第3節 エルフ&ドワーフ

第17話 剣客

 アキラとレティが話していたのは 〔始まりの町〕 の郊外の森にある、2人が出会った泉のほとりだった。木漏れ日の射すその場所に現れた、長い銀髪に尖った耳の、色白で細面な美男子。


 泉の精、と思う場面だろうか。


 ただし、その人物が日本の江戸時代の武士のようにおりはかまを身にまとい、腰に大小二振りの日本刀を差していなければ。

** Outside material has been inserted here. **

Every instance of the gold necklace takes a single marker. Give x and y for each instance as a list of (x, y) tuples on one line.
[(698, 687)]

 西洋の妖精エルフを思わせる顔つきと、和風な装い。その対極的な要素の融合──に失敗した、ちぐはぐな雰囲気がした。



(あ、エルフじゃないとか?)



 アキラは耳を見て反射的にエルフだと思ったが、尖り耳はエルフの専売特許ではない。本当は和装をしていてもおかしくない、自分の知らない東洋の妖怪かなにか。


 そういう設定﹅﹅﹅﹅﹅﹅なのだろう。


 男の頭上の名前アイコンには 【PC】 マークがついている。自分たちと同じように、このゲームのプレイヤーが動かしている。なら、その種族はプレイヤーが自由に決めている。

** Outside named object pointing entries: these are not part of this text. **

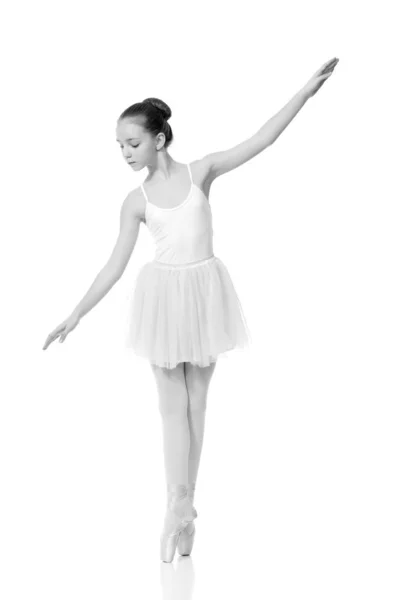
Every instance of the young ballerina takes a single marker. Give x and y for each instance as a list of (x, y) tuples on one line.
[(185, 310)]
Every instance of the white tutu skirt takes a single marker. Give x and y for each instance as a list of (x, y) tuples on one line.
[(185, 313)]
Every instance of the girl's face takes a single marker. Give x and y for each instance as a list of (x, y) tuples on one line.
[(137, 146)]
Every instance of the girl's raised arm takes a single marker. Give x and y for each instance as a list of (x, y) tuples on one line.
[(219, 163)]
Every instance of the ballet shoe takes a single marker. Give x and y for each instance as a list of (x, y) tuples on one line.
[(186, 538), (179, 514)]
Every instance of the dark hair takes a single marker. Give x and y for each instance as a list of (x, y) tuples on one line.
[(156, 114)]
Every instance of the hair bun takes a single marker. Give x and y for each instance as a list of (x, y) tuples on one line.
[(159, 105)]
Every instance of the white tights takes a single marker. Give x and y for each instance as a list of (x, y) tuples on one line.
[(182, 403)]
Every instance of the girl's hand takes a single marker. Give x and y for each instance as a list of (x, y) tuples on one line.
[(319, 77), (62, 330)]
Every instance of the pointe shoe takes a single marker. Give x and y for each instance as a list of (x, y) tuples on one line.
[(186, 538), (179, 515)]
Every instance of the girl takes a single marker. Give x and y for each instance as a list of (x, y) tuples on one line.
[(185, 310)]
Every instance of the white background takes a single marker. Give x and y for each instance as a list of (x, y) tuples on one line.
[(298, 488)]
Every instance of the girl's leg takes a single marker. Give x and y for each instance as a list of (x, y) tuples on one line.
[(197, 383), (173, 406)]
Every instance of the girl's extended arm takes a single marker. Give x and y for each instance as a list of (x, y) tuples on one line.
[(116, 264), (219, 163), (109, 274)]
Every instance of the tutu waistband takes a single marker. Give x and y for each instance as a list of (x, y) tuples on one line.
[(197, 263)]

 このクロスロード・メカヴァースには、参戦作品群の原作に登場する多様な人型の種族──人間・妖精・獣人・異星人など──が住んでいてNPCノンプレイヤーキャラクターとして登場する。


 そしてプレイヤーの使用するPCプレイヤーキャラクターのアバターの外見は、メイキング時にそのどの種族のものも再現できるが、再現したからその種族とは限らない。


 PCに種族というデータはない。


 仮にエルフの外見を再現したアバターを作ったとして、それがこの世界に生きるエルフの一員なのか、それともエルフに似ているだけの別の種族なのかは、そのプレイヤーの主張次第。

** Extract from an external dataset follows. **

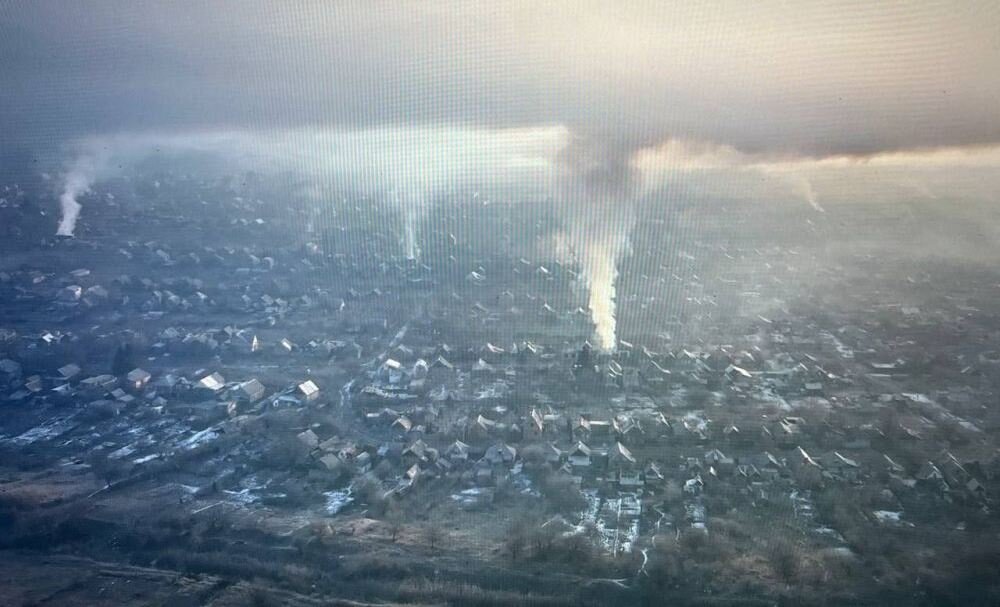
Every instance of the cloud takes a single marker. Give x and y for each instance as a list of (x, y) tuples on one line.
[(821, 79)]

 このゲームではPCの種族とはプレイヤーが自由に決められるフレーバーテキストなのだ。だから参戦作品のどれにも登場していない種族にだってなれる。



「誰? アンタ」



 その男に、レティの鋭い声が飛んだ。


 その男は、スッ──とお辞儀をした。



「これは失敬、怪しい者ではござらぬ。拙者、見てのとおりのエルフざむらい! 名をアルフレートと申す。以後、お見知りおきを」


(……)



 エルフで合っていたか。


 的外れな深読みをした。


 恥ずかしさを誤魔化そうと、アキラはたずねた。



「ボクたちになにかご用ですか?」


「聞けばリアルで古流剣術を学んでいるプレイヤーに師事したいとか。ならば拙者はおふたりが求めるとおりの人材ゆえ──」


「盗み聞きしてたの?」



 問いただすレティの声には険があった。


 エルフ侍アルフレートが現れてから機嫌が悪そうだ。



「滅相もない! 実は以前からおふたりが熱心に剣を練習する姿を見かけ、親しみを覚えておった。それでパーティーに誘おうと近づいたのだが、お話し中で声をかけるタイミングが掴めず、物陰でモジモジしておったのでござる‼」


「やっぱ不審者じゃない!」


「いや、でも分かるよ……」



 アルフレートは態度こそ堂々としているが言っている内容はコミュ障のそれで、アキラとしても共感できて身につまされた。



「それで古流剣術と聞いて?」


「左様、食いついたのでござるよ、少年。今なら拙者が出てっても大丈夫と! 個人の特定に繋がるので流派などは言えぬが、拙者はリアルで古流剣術を学んでおる。おふたりの力になれよう」


「そうなんですね! そういう人を探そうと思った矢先にそちらから来てくださるなんて、ありがたいです。ね、レティ」


「どーかしらね」


「れ、レティ?」


「人の言うことを簡単に信じちゃダメよ、アキラ。アタシたちを騙そうとしてるのかも。ネットには悪意が満ちてるんだから」


「う」



 アキラは言葉に詰まった。確かに簡単に信じすぎたかもしれない。ネットには悪意が満ちている、というのはネットに詳しい友人・びき あみひこからも聞いている。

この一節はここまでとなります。